I did some work to chase down the air vacuum in the engine which got the engine thumping and shaking the car.

a) replaced all fuel lines in engine area.
b) replaced pre fuel filter and fuel filter.
c) fabricated fulltime EGR blocking plate.
d) cleaned out crossover pipe, intake manifold, replaced oil breather pipes.
e) serviced the delivery valves (replaced washer and o ring) follow instruction to the T on this one. I didn't tighten the nipples enough and fuel was spitting out of it on my test drive. After a little panic, I got back into it and tightend them up. After tightening them up, the car drove as smooth and responsive as could be and there was no fuel leaking anywhere. Additionally, the engine doesn't shake. It drove like a Mercedes should drive and what a difference! The car was so responsive from the stop and shifted so much smoother.

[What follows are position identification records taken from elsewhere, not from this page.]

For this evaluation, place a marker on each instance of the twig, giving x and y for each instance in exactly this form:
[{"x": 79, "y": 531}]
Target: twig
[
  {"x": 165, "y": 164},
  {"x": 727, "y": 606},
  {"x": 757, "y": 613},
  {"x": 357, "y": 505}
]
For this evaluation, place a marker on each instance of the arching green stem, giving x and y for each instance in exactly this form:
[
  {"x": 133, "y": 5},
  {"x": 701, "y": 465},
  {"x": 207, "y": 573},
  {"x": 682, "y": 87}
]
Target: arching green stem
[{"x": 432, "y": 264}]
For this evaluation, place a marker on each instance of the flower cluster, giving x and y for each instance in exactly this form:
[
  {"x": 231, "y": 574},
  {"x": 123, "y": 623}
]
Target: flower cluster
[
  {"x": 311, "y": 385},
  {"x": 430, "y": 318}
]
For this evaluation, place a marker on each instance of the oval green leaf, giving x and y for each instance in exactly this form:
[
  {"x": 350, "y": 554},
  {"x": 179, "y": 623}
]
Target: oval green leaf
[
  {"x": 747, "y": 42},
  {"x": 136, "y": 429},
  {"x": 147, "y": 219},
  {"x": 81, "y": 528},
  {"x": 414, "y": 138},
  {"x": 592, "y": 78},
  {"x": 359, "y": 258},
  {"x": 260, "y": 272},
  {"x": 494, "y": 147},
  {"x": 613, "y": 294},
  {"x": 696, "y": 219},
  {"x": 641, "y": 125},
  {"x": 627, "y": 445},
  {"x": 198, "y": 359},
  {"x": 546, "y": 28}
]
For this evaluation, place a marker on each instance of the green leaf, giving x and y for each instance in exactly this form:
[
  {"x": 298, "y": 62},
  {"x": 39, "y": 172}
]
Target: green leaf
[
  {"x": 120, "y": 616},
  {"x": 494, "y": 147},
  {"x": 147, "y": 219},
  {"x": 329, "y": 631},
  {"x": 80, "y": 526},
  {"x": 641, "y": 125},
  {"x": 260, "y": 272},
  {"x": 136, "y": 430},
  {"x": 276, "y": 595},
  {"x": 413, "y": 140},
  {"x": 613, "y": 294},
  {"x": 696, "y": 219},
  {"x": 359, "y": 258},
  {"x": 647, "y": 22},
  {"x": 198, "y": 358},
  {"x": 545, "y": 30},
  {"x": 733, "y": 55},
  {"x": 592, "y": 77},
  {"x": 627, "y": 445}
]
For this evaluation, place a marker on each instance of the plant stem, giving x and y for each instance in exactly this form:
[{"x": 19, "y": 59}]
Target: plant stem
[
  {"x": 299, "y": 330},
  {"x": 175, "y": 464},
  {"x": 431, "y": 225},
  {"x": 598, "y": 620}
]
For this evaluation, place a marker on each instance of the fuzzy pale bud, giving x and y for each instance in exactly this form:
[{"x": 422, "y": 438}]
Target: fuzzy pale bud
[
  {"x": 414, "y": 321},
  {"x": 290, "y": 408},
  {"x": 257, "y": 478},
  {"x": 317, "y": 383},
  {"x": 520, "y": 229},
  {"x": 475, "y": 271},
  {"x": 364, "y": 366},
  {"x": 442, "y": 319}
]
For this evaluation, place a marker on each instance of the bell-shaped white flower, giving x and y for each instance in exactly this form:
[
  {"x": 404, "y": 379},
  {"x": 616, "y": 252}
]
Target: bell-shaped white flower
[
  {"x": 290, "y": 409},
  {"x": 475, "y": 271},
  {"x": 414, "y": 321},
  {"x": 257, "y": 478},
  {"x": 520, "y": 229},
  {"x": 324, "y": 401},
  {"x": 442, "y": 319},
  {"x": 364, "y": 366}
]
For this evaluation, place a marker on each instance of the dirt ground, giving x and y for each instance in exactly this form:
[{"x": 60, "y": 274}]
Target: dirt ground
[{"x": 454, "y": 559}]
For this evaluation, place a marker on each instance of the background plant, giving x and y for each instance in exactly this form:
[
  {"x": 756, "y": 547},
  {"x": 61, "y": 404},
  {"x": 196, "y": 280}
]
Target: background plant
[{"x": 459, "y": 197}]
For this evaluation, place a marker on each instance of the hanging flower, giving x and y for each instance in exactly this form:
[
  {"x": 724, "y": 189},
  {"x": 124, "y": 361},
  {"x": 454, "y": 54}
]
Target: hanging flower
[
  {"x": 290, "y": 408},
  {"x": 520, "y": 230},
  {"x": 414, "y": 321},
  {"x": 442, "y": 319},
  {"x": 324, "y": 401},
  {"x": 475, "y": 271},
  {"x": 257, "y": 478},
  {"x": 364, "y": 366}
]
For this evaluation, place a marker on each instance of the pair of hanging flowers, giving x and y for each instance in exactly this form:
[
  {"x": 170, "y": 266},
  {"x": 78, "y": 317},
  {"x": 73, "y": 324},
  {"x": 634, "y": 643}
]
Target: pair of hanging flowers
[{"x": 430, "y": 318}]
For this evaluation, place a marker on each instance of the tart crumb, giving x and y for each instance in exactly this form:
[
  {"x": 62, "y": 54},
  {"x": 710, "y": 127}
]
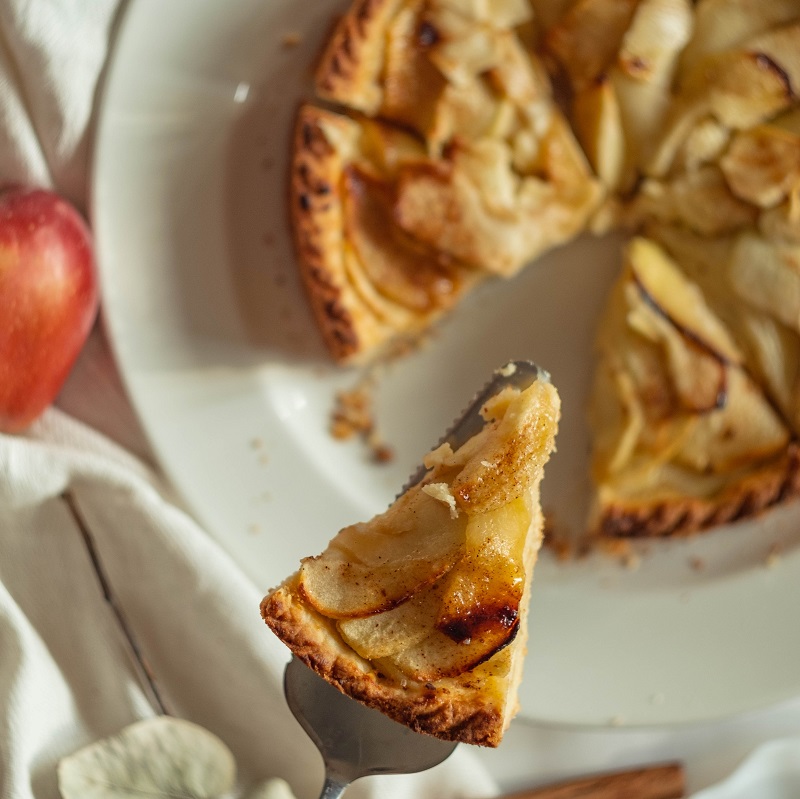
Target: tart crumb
[
  {"x": 291, "y": 39},
  {"x": 353, "y": 415}
]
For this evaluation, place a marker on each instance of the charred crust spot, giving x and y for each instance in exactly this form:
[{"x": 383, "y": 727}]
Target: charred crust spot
[{"x": 767, "y": 63}]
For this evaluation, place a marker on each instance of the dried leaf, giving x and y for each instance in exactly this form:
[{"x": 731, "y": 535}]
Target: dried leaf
[{"x": 159, "y": 757}]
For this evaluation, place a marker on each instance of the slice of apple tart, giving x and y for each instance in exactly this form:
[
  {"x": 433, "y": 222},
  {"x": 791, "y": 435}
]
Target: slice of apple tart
[
  {"x": 421, "y": 612},
  {"x": 684, "y": 437}
]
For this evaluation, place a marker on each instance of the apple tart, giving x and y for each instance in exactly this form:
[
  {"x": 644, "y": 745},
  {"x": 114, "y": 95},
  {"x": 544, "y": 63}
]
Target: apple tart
[
  {"x": 472, "y": 136},
  {"x": 684, "y": 437},
  {"x": 421, "y": 612},
  {"x": 447, "y": 162}
]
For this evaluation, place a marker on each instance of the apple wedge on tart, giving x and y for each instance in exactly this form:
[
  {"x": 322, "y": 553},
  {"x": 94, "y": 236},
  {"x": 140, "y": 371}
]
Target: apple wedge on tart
[
  {"x": 447, "y": 140},
  {"x": 421, "y": 612},
  {"x": 684, "y": 437}
]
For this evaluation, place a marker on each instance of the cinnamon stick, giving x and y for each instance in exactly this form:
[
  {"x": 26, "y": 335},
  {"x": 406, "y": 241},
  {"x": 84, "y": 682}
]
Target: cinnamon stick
[{"x": 662, "y": 781}]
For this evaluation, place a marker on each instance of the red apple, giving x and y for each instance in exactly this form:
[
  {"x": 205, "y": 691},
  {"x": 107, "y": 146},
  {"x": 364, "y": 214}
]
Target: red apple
[{"x": 48, "y": 300}]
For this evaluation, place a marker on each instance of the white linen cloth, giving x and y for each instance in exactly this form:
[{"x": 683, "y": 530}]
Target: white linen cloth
[{"x": 66, "y": 676}]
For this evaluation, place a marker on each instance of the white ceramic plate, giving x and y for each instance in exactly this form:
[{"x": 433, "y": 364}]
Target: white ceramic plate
[{"x": 213, "y": 337}]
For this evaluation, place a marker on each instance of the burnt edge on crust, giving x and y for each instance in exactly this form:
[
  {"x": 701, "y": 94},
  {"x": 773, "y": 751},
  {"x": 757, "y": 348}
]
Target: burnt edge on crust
[
  {"x": 314, "y": 203},
  {"x": 772, "y": 485},
  {"x": 343, "y": 72},
  {"x": 452, "y": 713}
]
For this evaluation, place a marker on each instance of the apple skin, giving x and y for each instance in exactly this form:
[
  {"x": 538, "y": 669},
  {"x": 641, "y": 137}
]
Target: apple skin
[{"x": 48, "y": 300}]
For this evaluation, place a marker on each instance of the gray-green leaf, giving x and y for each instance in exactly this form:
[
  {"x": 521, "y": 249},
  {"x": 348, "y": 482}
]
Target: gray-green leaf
[{"x": 160, "y": 757}]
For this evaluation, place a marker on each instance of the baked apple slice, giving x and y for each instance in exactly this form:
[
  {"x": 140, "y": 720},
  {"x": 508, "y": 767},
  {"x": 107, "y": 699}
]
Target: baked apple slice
[
  {"x": 684, "y": 438},
  {"x": 422, "y": 611}
]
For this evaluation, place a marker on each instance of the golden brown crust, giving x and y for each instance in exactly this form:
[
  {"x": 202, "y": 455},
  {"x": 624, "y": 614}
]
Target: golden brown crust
[
  {"x": 350, "y": 67},
  {"x": 317, "y": 221},
  {"x": 454, "y": 713},
  {"x": 775, "y": 483}
]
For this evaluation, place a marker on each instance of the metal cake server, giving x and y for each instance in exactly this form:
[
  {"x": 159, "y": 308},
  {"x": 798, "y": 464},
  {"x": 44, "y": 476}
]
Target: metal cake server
[{"x": 354, "y": 740}]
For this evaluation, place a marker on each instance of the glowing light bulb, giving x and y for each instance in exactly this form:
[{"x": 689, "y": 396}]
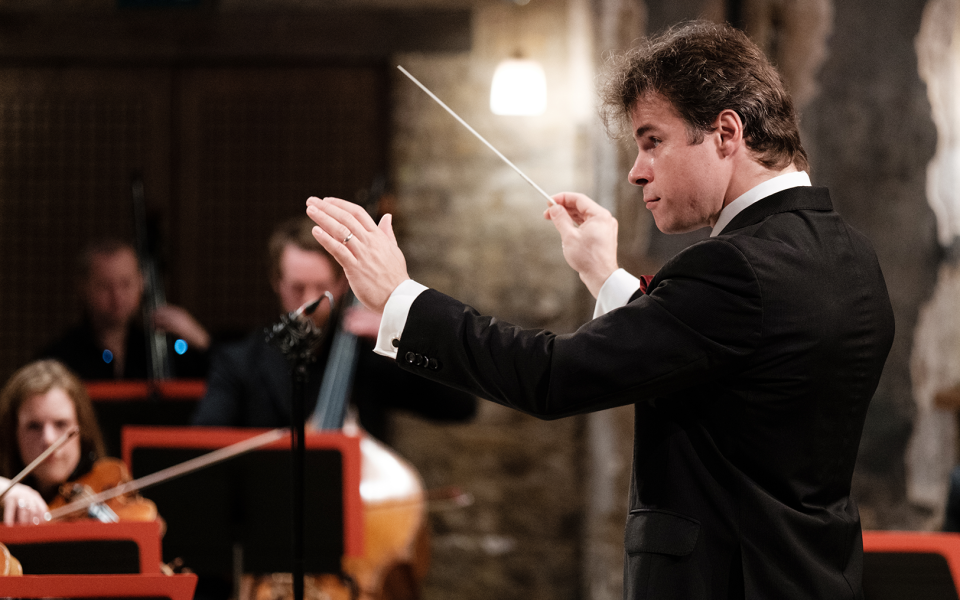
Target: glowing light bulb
[{"x": 519, "y": 88}]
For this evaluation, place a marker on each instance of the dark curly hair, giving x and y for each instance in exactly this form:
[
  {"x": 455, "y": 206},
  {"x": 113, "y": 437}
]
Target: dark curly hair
[{"x": 703, "y": 68}]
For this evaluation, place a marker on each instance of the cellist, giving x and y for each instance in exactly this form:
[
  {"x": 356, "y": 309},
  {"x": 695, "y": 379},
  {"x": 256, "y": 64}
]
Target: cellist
[{"x": 40, "y": 402}]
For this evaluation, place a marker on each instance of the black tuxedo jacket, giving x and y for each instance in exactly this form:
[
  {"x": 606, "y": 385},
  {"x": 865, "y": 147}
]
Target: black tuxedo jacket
[
  {"x": 750, "y": 360},
  {"x": 250, "y": 386}
]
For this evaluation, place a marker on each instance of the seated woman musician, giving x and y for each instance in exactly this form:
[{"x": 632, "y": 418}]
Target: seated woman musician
[{"x": 38, "y": 404}]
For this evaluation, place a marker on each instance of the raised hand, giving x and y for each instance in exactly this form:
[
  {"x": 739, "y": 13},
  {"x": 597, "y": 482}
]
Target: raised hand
[
  {"x": 368, "y": 253},
  {"x": 588, "y": 234}
]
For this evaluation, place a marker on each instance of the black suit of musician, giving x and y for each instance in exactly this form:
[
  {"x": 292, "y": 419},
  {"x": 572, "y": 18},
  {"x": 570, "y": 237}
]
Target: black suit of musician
[{"x": 750, "y": 357}]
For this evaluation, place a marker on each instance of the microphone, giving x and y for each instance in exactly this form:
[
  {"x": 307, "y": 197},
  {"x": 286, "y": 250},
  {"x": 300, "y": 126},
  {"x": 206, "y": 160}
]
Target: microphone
[{"x": 296, "y": 333}]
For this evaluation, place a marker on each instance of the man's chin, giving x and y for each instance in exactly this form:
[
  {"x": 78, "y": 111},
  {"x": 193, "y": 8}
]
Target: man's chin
[{"x": 671, "y": 228}]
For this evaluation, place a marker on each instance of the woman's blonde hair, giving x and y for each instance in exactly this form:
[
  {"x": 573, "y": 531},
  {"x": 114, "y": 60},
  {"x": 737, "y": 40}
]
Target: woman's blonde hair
[{"x": 39, "y": 378}]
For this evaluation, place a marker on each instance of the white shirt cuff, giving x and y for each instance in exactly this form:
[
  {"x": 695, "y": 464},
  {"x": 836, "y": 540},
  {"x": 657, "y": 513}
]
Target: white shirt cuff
[
  {"x": 395, "y": 316},
  {"x": 615, "y": 292}
]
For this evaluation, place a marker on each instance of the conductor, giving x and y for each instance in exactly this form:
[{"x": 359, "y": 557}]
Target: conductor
[{"x": 750, "y": 357}]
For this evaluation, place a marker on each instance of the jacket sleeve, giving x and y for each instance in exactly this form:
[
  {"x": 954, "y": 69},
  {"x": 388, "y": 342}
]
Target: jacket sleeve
[{"x": 702, "y": 312}]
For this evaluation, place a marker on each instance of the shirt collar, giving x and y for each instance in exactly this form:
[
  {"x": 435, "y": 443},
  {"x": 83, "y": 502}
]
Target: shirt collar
[{"x": 757, "y": 193}]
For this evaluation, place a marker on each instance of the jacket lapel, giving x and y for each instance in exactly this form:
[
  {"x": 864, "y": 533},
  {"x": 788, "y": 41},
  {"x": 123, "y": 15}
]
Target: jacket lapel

After doing all this work the first time, I did have to start the car about 12 times to get the fuel pressure back up and the engine running. I guess if I tightened the nipples properly, perhaps it would have taken a few less starts. I only cranked the engine for 8-10 seconds a pop and rested the car after each start.

If the guy who sold me this knew how well it drove after this DIY service fix, he would be begging for it back and paying me a big premium. However, this one is a keeper and a promising 400K+ miler in my hands.

I will just keep taking good care of it. Thanks Phil and Roy for all your assistance. Peachparts is the best!